Electrification, Energy Efficiency, and Peak Demand
Posted by Jenny Edwards | Date October 16, 2020
CEE research staff modeled cold-climate heat pump performance across a typical Minnesota winter and summer to understand their impacts on energy use and the electricity grid. This post explores some of the key takeaways of that research—read to the end for a summary of methods and assumptions.
Heat pumps save significant energy over their electric counterparts.
Heat pumps are first and foremost an energy efficiency opportunity. A household will save energy when it switches to a heat pump from traditional electric heating and cooling. For a typical Minnesota home, a heat pump will reduce electricity use by 55%, mostly in heating. Coupled with deep energy retrofits to the house shell (see the assumptions section below), electricity use drops by more than 75%.
.png.aspx)
Heat pumps will lower summer peak demand.
Electricity demand in Minnesota is the highest during summer heat waves, driven by cooling loads. More efficient heat pumps replacing central air conditioners will lower the energy demand per household by approximately 10%. Combining a heat pump with deep energy retrofits lowers peak demand by more than half.

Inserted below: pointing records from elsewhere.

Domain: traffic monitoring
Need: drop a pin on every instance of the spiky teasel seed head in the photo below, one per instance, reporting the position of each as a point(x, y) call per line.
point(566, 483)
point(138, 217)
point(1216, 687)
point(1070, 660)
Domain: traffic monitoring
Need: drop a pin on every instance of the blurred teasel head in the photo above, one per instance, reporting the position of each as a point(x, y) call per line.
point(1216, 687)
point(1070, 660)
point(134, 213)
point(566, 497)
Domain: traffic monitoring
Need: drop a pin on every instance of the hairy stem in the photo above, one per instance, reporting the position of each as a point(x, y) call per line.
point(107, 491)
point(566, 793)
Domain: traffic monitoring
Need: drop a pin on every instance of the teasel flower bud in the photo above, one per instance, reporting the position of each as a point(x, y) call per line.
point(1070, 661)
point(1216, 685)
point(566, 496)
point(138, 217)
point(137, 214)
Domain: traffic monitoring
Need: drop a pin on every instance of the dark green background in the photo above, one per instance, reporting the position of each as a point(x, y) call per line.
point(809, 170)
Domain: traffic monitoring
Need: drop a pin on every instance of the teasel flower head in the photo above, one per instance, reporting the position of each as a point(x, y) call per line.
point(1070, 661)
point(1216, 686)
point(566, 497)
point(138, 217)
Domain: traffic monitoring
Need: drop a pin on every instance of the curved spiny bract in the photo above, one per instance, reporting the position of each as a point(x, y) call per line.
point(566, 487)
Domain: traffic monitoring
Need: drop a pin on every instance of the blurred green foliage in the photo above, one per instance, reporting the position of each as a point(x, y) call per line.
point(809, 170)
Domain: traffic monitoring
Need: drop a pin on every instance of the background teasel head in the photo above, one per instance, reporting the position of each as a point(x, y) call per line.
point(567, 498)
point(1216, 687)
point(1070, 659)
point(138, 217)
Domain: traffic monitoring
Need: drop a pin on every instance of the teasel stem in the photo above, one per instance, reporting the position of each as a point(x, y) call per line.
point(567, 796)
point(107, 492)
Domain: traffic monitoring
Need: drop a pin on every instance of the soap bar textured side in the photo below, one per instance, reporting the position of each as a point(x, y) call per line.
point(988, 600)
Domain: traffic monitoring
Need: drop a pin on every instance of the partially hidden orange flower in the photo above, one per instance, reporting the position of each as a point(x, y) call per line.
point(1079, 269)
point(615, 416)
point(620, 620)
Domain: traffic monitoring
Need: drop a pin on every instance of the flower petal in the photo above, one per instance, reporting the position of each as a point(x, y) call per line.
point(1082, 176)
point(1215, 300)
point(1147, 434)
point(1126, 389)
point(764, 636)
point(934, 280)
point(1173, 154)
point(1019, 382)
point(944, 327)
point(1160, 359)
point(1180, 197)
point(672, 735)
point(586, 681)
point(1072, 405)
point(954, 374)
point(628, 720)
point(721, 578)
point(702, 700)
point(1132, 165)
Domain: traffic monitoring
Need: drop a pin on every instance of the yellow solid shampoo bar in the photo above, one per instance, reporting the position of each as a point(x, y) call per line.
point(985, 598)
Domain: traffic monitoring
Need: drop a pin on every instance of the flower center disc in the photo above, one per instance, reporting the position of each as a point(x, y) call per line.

In Minnesota, 70% of households have central air conditioning. Replacing those ACs with a heat pump in single-family households (to correspond with the energy use shown above) would lower the summer peak by 520 Megawatts (MW).
Heat pumps will increase energy demand in the winter — but they’re still a win for energy efficiency.
Unlike propane or natural gas, electricity cannot be stored inexpensively, which creates additional concern around demand occurring during a system peak. In Minnesota, 78% of homes are heated with natural gas, oil, or propane, so a transition to electricity as the primary heating fuel will inevitably increase winter electricity demand.
However, certain dynamics will moderate those winter peaks. On typical, moderate climate days, heat pumps will reduce peak demand from electric resistance heat by over 60%. Given the high load of electric resistance heat, this can save approximately 4 kilowatts (kW) per home. In other words, heat pumps reduce winter peaks of traditional electric technologies approximately 10 times more than they reduce summer peaks. It also means that for every electric resistance home converted to a heat pump, two fossil fuel homes (e.g., natural gas or propane) can convert to a heat pump with no net effect on peak demand.

In Minnesota, 8% of single-family households heat with electricity. Replacing all these homes’ electric systems with heat pumps would lower demand on moderate days by 570 MW.
It is important to plan for cold snaps — days with temperatures falling below -10°F, when some utilities experience peak demand on their system. However, most of today’s heat pumps require backup systems to operate on such cold days. If a home has electric resistance heat as a backup, the demand will be the same whether the home has a heat pump or not. However, nonelectric backup systems can moderate this effect and increase a household’s resilience in withstanding cold weather days.

**Note that this demand will generally occur at night or during the early mornings when temperatures are lowest.
Capturing the energy efficiency potential of this transition will allow us to plan for and accommodate those winter peaks. Aside from the efficiency conversations, the increase in winter load on low to moderate temperature days for just the single-family housing stock will be an estimated 2,700 MW. But the peak reductions from converting electric resistance heat, coupled with deep energy retrofits, can reduce this by more than 50%, bringing the net increase to just 1,000 MW.

Deep energy retrofits are essential for managing customer costs and grid reliability.
In every case above, deep energy retrofits save customers money and reduce peak electricity demand. A well-insulated home can further mitigate that demand through load management, since it can adjust energy use without compromising occupant comfort, unlike homes with air leaks.
A well-insulated home will also moderate the operational costs of switching from a gas furnace or boiler to an electric air source heat pump. At current prices, a natural gas furnace and typical central air conditioner still operate at half the annual cost of a heat pump. However, insulating the home to a deep retrofit level decreases annual costs so that they are on par with the fossil fuel option, not including potential savings from peak management in the summer or winter.

Typical energy efficiency programs do not insulate homes to deep retrofit levels, but this needs to change to avoid some future cost impacts. Identifying and planning for future costs will make these actions more beneficial today.
Methods and Assumptions
-
Modeling was done with CEE’s proprietary heat transfer model, calibrated to Minnesota home performance based on technology field studies.
-
These results are based on a stand-alone single-family home of size 2,000 ft2 built to 1970 construction standards. This is approximately the median-performing home in the state.
-
These model runs used 2018 weather data using St. Cloud as a weather station (8,930 heating degree days; 795 cooling degree days).
-
Deep energy retrofits include adding R-16 exterior shell insulation and double pane windows of u-factor 0.30 on top of existing weatherization measures.
-
Data sources for market size of residential space heating and cooling are from the Minnesota Energy Efficiency Potential Study (2019), which was funded by the Minnesota Department of Commerce.
-
Cost assumptions were as follows: $0.70/therm for natural gas; $0.12/kWh for electricity.